Fome e desigualdade social no século XXI

Enviada em 26/10/2024

Na produção musical “Que país é esse”, interpretada pela banda Legião Urbana, o eu-lírico narra as desigualdades associadas ao liberalismo econômico e a inércia estatal. Concomitantemente, é nítida a presença da extrema pobreza e da fome nas atuais sociedades democráticas. Logo, é uma realidade o legado histórico do sistema capitalista e a indiferença governamental às classes populares.

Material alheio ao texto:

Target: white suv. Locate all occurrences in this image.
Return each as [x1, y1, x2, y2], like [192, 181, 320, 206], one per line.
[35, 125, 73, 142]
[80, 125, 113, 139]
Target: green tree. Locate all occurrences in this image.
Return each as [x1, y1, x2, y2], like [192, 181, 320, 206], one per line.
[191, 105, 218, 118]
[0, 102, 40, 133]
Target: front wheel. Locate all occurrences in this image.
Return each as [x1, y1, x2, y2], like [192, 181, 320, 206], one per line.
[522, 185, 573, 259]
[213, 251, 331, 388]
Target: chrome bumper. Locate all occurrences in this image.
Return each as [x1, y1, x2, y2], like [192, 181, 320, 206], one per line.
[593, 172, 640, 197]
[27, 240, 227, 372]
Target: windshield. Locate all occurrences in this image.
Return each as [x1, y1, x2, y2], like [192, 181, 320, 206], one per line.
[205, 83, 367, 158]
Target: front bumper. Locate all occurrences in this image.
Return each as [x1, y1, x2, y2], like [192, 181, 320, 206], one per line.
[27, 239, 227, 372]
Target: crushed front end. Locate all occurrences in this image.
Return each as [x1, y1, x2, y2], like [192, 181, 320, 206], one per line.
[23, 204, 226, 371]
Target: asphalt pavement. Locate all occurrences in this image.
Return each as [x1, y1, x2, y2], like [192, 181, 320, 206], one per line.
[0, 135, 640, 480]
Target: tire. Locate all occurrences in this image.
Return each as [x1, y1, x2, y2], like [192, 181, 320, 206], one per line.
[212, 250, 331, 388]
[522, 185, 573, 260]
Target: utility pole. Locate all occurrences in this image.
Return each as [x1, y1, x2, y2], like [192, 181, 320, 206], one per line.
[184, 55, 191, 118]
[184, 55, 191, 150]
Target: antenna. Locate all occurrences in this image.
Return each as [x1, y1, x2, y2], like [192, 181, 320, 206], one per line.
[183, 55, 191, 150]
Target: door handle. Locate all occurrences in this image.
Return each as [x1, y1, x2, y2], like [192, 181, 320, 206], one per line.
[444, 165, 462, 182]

Diante desse cenário, é evidente o panorama da assimetria social no capitalismo. Nesse sentido, na obra “O Capital”, do sociólogo Karl Marx, afirma-se que o modo de produção capitalista está associado às desigualdades sociais. De maneira análoga ao pensamento de Marx, é indiscutível a histórica discrepância monetária no corpo social, haja vista o sucateamento das políticas públicas de democratização socioeconômicas, a exemplo de auxílios de educação, saúde e trabalho. Isso acontece porque, o Poder Público no sistema capitalista é formulado pela concentração econômica da alta burguesia. Dessa forma, enquanto o mercantilismo hodierno for adjacente às democracias, haverá as desigualdades.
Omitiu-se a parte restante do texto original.